The themes and textures in Brian’s paintings reflect this evidence of our prehistoric ancestors’ drive to create.

The Great Heath
It is not just ancient people and their music, art and struggle for life that inspire Brian Graham. Living in Dorset all his life, he is also deeply engaged with its dramatic geology and coastline, and the landscapes that are such an integral part of Thomas Hardy’s writing, particularly the Great Heath – Hardy’s Egdon Heath, which is almost a character in its own right in The Return of the Native.
This was the theme of Brian’s 2019 exhibition at Sladers Yard, West Bay, which drew particularly on his own childhood memories of time spent on the heath, which once covered so much of East Dorset. This particular landscape was mostly created during the Bronze Age, he says, citing the large number of tumuli across the area, but the story goes back much further – the former river Solent meandered across the sandy heath and material found indicates human occupation for perhaps 500,000 years.
Music and landscape meet here with literature and art – Thomas Hardy described the heath to Gustav Holst as “a vague stretch of remoteness” and the composer responded with a melancholy tone poem, Egdon Heath, which he considered his masterpiece (though it is less-known than the much-loved Planets suite).
As well as this vast back story and his own childhood memories, Brian was able to draw on a memorable and rare personal experience – driving back across Wareham Heath his headlights picked up “a spectral aerial ballet of whirring intensity” … it was a nightjar, that most elusive of all the UK’s nocturnal birds.

Major collections
Brian was born in Poole in 1945 and, throughout his life, has lived and worked in Dorset, where the ancient geology and dramatic coastline have long been an inspiration.
He had his first exhibition in 1979 and soon became known for his powerful and heavily textured paintings. In 1992, he won first prize at the Royal West of England Academy annual autumn exhibition, and he was chosen as the first Bournemouth International Festival Artist.
Until it closed, he was for many years represented by London’s Hart Gallery, who brought his work to international attention at major art fairs including Glasgow, Nimes and Geneva.
He has work in many national and private collections, including the Natural History Museum, which has his large portfolio project, The Book of Boxgrove.
He has worked across genres with archeologists, writers, Dorset poet Paul Hyland, and in 2013, the North Dorset composer Sadie Harrison wrote Hidden Ceremonies 1: 9 Fragments after paintings by Brian Graham, for solo piano.

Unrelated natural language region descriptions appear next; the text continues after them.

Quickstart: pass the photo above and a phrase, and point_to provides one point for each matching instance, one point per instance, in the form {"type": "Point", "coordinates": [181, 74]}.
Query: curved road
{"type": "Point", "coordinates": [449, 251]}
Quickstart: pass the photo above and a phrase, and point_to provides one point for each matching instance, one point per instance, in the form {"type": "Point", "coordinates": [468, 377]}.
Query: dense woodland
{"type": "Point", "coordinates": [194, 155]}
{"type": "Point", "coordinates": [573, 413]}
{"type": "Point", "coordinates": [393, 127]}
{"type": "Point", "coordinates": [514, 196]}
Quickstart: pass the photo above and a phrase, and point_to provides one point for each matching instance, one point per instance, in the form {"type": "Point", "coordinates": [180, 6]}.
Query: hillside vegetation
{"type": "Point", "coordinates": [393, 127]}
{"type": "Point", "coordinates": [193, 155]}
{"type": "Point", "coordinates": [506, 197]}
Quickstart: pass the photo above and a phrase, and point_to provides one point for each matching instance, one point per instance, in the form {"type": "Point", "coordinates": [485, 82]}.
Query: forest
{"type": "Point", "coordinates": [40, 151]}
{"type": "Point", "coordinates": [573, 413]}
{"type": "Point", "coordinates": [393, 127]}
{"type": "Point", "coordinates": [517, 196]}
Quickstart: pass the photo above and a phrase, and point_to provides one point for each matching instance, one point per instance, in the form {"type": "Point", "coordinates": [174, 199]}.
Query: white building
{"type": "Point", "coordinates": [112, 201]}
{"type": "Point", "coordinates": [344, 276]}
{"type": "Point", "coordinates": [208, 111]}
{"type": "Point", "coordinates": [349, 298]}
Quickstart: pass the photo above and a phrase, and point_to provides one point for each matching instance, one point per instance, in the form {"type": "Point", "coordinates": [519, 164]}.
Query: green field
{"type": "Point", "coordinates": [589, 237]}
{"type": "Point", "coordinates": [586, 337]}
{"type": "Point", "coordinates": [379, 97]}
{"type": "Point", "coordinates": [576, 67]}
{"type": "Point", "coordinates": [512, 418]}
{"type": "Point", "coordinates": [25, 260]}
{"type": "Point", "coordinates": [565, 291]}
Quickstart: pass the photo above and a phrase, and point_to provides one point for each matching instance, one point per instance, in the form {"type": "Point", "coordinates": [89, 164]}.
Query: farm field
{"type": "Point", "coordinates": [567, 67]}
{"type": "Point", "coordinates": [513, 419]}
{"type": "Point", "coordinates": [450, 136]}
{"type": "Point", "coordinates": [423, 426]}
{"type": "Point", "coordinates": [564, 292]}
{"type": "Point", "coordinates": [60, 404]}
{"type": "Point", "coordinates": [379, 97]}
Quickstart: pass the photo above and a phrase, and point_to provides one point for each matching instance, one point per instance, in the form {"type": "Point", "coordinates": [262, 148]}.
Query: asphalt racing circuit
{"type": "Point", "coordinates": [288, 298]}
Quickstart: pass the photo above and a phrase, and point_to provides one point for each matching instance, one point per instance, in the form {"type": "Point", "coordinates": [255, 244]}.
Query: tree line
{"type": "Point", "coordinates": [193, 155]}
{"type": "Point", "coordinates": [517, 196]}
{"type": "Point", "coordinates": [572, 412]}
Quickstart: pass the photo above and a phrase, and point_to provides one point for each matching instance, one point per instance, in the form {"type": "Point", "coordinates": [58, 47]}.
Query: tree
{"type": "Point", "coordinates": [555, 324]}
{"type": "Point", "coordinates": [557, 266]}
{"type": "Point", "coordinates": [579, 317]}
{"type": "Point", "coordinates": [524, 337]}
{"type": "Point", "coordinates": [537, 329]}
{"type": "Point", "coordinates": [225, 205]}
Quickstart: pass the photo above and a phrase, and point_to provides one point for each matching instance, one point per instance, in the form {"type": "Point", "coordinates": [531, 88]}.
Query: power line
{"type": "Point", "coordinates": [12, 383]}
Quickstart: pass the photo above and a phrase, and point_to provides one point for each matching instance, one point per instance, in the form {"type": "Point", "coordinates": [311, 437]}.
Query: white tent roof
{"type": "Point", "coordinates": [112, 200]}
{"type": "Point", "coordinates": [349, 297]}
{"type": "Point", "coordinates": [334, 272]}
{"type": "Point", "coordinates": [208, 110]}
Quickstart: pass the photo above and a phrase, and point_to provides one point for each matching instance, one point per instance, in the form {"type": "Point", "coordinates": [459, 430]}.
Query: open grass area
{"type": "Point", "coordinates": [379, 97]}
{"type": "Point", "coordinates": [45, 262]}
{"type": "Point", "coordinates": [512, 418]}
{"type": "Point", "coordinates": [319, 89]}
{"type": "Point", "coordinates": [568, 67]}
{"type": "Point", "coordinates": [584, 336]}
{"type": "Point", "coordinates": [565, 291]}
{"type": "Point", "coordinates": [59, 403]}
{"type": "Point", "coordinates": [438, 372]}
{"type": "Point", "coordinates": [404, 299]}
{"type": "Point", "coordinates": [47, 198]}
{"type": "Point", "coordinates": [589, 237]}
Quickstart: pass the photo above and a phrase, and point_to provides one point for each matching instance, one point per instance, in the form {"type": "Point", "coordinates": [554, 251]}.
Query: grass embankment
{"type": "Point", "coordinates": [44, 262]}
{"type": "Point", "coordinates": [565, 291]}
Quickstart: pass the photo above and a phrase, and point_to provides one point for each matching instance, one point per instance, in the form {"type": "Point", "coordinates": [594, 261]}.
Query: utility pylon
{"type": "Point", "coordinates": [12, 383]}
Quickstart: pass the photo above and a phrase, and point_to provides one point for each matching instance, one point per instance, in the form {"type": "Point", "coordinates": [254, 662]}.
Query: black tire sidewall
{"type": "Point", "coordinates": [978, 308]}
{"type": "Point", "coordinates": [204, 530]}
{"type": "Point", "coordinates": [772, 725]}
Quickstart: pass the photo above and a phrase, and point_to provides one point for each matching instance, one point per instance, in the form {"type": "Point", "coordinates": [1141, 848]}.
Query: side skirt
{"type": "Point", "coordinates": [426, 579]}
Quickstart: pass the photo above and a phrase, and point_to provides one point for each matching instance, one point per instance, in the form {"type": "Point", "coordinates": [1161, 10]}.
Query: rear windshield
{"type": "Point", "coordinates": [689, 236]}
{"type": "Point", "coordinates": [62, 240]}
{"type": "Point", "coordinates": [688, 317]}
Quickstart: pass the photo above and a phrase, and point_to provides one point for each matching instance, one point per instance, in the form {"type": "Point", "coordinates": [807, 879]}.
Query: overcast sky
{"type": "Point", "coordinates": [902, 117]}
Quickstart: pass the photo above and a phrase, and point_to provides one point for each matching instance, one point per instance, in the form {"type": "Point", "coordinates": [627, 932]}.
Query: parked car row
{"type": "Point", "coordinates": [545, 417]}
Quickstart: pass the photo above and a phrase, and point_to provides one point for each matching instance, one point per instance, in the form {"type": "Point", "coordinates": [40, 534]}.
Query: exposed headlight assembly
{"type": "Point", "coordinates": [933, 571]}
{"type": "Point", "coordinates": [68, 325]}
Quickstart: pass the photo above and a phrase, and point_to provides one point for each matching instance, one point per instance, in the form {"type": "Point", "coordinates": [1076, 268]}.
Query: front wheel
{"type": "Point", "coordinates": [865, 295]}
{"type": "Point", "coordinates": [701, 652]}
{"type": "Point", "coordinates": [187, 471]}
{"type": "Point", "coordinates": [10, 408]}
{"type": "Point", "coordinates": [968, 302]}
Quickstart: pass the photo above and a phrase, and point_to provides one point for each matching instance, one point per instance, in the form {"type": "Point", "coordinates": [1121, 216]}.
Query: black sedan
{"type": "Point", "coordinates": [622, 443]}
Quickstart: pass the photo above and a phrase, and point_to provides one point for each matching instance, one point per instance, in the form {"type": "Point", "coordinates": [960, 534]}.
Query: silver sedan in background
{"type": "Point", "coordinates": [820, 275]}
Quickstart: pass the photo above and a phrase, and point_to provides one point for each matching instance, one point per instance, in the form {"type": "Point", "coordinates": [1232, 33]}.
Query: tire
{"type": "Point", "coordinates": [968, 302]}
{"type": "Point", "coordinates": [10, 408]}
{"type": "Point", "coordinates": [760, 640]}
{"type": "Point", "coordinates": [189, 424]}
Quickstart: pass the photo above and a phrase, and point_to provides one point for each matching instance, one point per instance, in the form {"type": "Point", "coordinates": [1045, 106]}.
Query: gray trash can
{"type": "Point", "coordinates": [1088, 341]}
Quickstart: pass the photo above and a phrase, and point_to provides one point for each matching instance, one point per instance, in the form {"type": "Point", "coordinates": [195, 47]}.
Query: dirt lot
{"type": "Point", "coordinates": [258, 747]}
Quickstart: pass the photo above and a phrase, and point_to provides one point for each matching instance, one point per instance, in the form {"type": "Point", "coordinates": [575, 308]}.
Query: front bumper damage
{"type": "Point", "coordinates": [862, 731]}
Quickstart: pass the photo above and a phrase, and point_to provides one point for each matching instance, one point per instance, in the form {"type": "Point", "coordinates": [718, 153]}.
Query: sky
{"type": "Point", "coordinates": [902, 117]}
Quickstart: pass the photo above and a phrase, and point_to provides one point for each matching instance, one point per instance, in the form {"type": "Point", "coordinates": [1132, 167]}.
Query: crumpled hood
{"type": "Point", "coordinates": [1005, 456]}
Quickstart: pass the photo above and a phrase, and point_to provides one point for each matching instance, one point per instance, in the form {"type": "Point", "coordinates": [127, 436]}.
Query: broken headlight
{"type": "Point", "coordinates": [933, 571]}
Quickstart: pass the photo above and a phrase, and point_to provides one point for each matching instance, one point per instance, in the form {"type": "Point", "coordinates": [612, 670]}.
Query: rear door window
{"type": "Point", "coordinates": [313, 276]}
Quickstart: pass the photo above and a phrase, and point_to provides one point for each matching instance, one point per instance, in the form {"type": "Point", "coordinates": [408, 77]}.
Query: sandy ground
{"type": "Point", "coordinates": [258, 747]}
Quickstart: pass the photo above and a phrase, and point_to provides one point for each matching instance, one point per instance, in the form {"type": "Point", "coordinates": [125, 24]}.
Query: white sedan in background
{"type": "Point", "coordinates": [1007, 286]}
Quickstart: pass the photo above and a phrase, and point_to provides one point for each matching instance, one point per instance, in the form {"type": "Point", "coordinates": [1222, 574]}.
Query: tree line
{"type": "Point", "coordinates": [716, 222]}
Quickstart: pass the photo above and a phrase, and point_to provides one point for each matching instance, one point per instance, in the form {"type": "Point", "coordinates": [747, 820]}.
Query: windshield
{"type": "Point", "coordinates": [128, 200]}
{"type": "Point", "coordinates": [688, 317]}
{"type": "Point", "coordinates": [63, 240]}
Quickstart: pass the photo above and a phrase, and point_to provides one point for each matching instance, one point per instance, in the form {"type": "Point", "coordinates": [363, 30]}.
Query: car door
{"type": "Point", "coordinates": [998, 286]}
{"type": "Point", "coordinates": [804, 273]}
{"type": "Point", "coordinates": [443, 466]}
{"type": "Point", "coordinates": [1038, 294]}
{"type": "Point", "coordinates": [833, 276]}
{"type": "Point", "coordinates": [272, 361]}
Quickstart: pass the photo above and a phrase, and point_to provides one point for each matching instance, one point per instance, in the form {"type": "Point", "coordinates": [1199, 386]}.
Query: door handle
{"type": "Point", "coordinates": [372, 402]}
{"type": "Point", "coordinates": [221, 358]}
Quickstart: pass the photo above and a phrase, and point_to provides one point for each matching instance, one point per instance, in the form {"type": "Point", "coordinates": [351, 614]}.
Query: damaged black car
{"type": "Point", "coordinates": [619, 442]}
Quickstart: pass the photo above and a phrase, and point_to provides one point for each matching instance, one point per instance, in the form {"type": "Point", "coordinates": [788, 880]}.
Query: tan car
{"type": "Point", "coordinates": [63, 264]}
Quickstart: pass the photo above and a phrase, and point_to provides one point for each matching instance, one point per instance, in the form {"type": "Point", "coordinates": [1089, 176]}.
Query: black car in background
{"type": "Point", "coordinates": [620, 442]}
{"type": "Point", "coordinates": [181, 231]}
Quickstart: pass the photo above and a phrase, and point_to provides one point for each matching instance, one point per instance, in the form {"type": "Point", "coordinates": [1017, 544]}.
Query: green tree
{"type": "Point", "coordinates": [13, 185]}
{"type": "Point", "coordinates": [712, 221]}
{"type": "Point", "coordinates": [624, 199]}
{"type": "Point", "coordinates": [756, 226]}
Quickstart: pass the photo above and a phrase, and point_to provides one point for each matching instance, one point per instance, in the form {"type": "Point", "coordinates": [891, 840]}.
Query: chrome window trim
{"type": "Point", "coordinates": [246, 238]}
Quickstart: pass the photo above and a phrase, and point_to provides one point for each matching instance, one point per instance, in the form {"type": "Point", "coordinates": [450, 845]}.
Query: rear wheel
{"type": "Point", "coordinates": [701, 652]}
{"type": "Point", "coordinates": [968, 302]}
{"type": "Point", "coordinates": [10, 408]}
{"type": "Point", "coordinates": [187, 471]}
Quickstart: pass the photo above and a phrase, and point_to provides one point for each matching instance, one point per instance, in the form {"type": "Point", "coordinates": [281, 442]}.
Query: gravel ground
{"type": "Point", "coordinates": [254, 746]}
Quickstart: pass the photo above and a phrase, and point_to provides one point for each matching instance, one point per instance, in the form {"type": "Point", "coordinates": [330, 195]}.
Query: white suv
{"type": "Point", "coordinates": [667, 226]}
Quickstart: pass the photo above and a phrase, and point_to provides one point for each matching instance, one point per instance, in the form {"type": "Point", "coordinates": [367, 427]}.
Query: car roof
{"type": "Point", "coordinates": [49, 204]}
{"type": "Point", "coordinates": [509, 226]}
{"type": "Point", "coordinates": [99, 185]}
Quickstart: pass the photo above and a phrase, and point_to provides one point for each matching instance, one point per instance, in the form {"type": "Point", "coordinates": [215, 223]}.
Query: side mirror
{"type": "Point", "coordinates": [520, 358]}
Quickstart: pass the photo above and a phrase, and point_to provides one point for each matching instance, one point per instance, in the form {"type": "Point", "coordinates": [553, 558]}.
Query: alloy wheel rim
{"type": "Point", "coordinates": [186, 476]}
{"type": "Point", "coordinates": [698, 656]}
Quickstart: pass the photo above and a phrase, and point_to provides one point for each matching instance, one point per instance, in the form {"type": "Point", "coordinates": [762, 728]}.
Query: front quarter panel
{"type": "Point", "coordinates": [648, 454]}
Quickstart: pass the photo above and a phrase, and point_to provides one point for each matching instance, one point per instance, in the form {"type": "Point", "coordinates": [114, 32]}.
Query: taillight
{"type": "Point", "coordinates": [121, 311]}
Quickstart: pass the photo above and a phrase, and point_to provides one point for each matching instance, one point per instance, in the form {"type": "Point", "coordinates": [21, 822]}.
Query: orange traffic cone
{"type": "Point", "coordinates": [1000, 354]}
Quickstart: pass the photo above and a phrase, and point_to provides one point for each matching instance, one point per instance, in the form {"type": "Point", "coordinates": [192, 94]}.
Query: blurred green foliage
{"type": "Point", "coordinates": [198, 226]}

I first encountered Brian Graham’s paintings more than 40 years ago at an exhibition in Bournemouth – I am often drawn to abstract landscapes. I find the artist’s response to that indefinable sense of place can often be better conveyed in texture, layers and shades of natural forms and colours, rather than a figurative representation. You respond differently to the abstract landscape because it is porous to your own memories and imagination – FC

*The quote is a line from Coins for the Eyes, which is used as the theme music for Professor Alice Roberts’ television series, Digging for Britain. The song is included on the 2023 album The Moon Also Rises, with music by Johnny Flynn and lyrics by writer, poet and naturalist Robert Macfarlane.